Recently, a Florida woman and her son filed separate wrongful death lawsuits on behalf of 49 year-old Stefano Riccioletti, a well-known Miami chef who died in a hit and run crash caused by an underage drunk driver. According to the Miami Herald, 20 year-old Karlie Tomica's blood alcohol content was three times the legal limit when she struck and killed Riccioletti as he walked to work. Authorities say Tomica did not remain at the scene, but a good Samaritan who witnessed the accident followed Tomica to her apartment and notified police.
The two wrongful death lawsuits name Tomica and Nikki Beach Miami, the nightclub where she worked as a bartender and where she reportedly spent the hours leading up to the accident. Riccioletti's family members say the operators of Nikki Beach allowed Tomica to drink during her shift, even though she is underage, and that the club "knew or should have known that [Tomica] was going to drive. It was foreseeable to the club that she posed a dangerous risk of injury or death to other motorists and/or pedestrians."

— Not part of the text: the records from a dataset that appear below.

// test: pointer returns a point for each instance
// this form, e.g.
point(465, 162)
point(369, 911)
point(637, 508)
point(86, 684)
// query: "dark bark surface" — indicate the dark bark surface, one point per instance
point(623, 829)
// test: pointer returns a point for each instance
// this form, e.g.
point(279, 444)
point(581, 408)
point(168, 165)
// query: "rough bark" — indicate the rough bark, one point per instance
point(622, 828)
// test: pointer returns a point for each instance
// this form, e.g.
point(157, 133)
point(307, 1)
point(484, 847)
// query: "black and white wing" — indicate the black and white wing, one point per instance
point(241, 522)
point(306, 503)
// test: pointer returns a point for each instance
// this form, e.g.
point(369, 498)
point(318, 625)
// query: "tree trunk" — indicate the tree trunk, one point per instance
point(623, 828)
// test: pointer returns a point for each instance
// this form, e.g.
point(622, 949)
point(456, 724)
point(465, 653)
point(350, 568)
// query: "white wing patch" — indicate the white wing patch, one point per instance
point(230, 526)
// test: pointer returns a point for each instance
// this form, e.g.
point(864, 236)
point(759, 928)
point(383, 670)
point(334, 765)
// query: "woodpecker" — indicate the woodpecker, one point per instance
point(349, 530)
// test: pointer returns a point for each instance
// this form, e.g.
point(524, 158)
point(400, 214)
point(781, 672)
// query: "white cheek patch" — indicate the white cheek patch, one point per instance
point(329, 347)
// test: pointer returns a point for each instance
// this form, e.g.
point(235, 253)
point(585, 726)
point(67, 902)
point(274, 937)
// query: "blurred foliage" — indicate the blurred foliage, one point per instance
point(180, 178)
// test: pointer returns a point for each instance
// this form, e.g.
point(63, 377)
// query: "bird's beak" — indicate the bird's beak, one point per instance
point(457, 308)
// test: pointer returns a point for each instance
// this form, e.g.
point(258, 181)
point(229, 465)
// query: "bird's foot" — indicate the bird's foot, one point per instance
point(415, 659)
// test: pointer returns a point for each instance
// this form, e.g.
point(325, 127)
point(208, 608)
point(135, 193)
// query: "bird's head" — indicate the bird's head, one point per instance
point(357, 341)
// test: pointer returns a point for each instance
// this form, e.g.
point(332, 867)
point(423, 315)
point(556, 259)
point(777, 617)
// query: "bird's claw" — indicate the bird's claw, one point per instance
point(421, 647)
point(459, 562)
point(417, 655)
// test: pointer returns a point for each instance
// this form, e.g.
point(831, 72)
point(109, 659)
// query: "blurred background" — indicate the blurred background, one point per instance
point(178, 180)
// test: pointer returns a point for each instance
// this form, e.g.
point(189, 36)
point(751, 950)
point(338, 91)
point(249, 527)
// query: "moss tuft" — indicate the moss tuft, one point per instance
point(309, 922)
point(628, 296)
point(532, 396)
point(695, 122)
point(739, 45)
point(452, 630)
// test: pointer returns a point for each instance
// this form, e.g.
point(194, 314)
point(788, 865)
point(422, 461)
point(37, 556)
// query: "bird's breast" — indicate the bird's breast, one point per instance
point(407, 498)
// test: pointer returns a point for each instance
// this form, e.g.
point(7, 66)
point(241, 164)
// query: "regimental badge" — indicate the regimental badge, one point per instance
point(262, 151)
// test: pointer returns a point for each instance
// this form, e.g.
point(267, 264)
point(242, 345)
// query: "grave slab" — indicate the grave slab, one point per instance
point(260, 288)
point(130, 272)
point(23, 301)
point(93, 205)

Tomica also faces several criminal charges in connection with the accident, including DUI manslaughter, leaving the scene of a fatal accident, DUI with property damage and resisting an officer without violence. If convicted, she could be sentenced to 30 years in prison.
Missouri law and drunk driving accidents
• When drunk drivers cause crashes that result in injuries or fatalities, they may face other criminal charges in addition to DWI, including assault and involuntary manslaughter (which are both felony offenses that carry punishments like prison time, significant fines, or a combination of both). Offenders may also be subject to personal injury or wrongful death lawsuits filed on behalf of their victims.
• Under very specific circumstances, Missouri's dram shop law permits injury victims to take legal action against establishments that serve alcoholic drinks to individuals who then cause drunk driving accidents. Such action is only possible when there is "clear and convincing evidence that the seller knew or should have known that intoxicating liquor was served to a person under the age of twenty-one years or knowingly served intoxicating liquor to a visibly intoxicated person." In most cases, however, Missouri adheres to the common law rule that "furnishing alcoholic beverages is not the proximate cause of injuries inflicted by intoxicated persons."